Mais il arrive également que la Justice se désinstitutionnalise dans certains domaines, comme c’est le cas avec le Programme de mesures de rechange général pour adultes en matière criminelle au sein de la Cour du Québec. Il s’agit d’une politique judiciaire hybride. D’un côté, ce programme s’inscrit dans le sillon des alternatives aux procédures judiciaires en matière criminelle, et ce, en accord avec le pouvoir discrétionnaire des procureurs de la Couronne. D’un autre côté, ce programme implique le recours à des pratiques qui relèvent de la justice réparatrice ; il en résulte un véritable changement de paradigme fondé sur le transfert de nombreuses missions attribuées traditionnellement aux acteurs judiciaires vers des intervenants sociojudiciaires, notamment chargés du choix de la mesure alternative proposée à l’infracteur à partir de critères extrapénaux. L’équipe dirigée par Catherine Rossi et Julie Desrosiers a mené une recherche évaluative de cette politique judiciaire hybride à la suite d’une première étude conduite dans le cadre du projet ADAJ. La trajectoire des 1 000 premiers dossiers inscrits au Programme entre 2017 et 2022 a été analysée à partir de méthodes quantitatives. Les données statistiques descriptives qui ont été générées par l’enquête ont permis de démontrer que seulement 93 de ces dossiers ont fait l’objet d’une nouvelle inscription dans le registre des dossiers judiciaires au cours de cette période. Cette imposante recherche empirique a ainsi permis d’établir un taux de réentrée dans le système de 9,3 %, démontrant ainsi l’effectivité du Programme de mesures de rechange général pour adultes en matière criminelle concernant la diminution de la récidive.
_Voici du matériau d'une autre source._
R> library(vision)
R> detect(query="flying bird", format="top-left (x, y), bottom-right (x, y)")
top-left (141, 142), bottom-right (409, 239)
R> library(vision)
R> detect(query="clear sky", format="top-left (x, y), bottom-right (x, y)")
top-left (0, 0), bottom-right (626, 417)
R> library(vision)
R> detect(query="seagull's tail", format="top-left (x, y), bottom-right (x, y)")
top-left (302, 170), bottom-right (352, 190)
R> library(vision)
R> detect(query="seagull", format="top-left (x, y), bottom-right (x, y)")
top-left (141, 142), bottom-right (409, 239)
L’évolution de la politique judiciaire touche aussi à la gestion des ressources humaines (GRH). C’est d’ailleurs peut-être à ce niveau que se retrouvent certains des enjeux les plus saillants rencontrés par les tribunaux. Dans le cadre d’une recherche également menée en équipe, Lionel Jacquot et Sylvie Pierre-Maurice se sont notamment intéressés aux modèles de GRH des magistrats en France. Leur enquête multidimensionnelle et contextualiste a favorisé le recours à une méthodologie de nature qualitative. L’équipe a mené des études de cas sur 13 tribunaux judiciaires et a réalisé 48 entretiens semi-directifs avec différents acteurs, et ce, au niveau tant local que national. Cette focale empirique démontre amplement l’importance de mettre l’organisation des tribunaux en cohérence avec les principes d’accessibilité et de qualité dont la justice est porteuse.
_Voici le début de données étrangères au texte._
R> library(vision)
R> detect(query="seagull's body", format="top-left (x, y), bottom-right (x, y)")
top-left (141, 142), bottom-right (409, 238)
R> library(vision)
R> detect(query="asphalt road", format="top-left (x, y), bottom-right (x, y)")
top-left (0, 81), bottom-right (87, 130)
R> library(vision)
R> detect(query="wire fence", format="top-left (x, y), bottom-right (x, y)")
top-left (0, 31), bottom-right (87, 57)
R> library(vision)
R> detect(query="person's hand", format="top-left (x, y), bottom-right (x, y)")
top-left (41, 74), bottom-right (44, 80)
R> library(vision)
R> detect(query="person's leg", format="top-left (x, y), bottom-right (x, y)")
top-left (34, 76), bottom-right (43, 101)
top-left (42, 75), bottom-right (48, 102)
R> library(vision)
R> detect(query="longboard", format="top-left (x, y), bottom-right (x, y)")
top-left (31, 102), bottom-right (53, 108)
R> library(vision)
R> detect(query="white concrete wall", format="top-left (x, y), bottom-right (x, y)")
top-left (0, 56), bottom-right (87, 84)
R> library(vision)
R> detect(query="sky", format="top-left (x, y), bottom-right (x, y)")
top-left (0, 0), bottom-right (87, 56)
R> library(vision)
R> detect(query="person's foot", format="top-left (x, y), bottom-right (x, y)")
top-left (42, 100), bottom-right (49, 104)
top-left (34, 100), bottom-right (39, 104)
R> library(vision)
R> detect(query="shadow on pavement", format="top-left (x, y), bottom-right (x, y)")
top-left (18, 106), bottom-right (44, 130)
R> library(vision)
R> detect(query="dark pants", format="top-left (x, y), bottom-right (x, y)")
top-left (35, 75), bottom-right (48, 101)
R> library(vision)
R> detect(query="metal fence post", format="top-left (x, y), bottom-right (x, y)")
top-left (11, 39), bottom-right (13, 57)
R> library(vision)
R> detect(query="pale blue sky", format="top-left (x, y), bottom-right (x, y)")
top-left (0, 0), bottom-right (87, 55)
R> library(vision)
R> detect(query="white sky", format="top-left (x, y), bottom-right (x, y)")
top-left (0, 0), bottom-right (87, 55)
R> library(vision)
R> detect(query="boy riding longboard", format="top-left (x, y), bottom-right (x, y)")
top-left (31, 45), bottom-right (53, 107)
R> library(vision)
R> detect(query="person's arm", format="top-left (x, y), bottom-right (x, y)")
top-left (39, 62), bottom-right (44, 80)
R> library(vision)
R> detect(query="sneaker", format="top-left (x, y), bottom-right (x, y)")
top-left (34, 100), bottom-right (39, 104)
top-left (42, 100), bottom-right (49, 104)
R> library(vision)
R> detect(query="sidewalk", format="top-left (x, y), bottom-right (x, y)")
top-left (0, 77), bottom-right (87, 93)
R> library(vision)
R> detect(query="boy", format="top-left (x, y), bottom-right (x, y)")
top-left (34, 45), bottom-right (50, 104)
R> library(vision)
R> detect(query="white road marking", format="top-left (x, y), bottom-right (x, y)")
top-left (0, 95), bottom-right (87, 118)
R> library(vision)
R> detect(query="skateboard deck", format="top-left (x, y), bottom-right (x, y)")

À la lumière de ces différentes contributions, dont les implications normatives doivent être soulignées[6], il appert que l’attention portée aux méthodes empiriques donne un aperçu de l’évolution et de la transformation des recherches sur les tribunaux. Les théories et les concepts constitueraient une autre entrée qui permettrait d’éclairer les conditions de renouvellement des questionnements entourant le monde de la justice[7]. Dans un cas comme dans l’autre, l’explicitation des pratiques épistémiques associées à la recherche multidisciplinaire sur les tribunaux ouvre un horizon commun pour les sciences juridiques et les sciences sociales.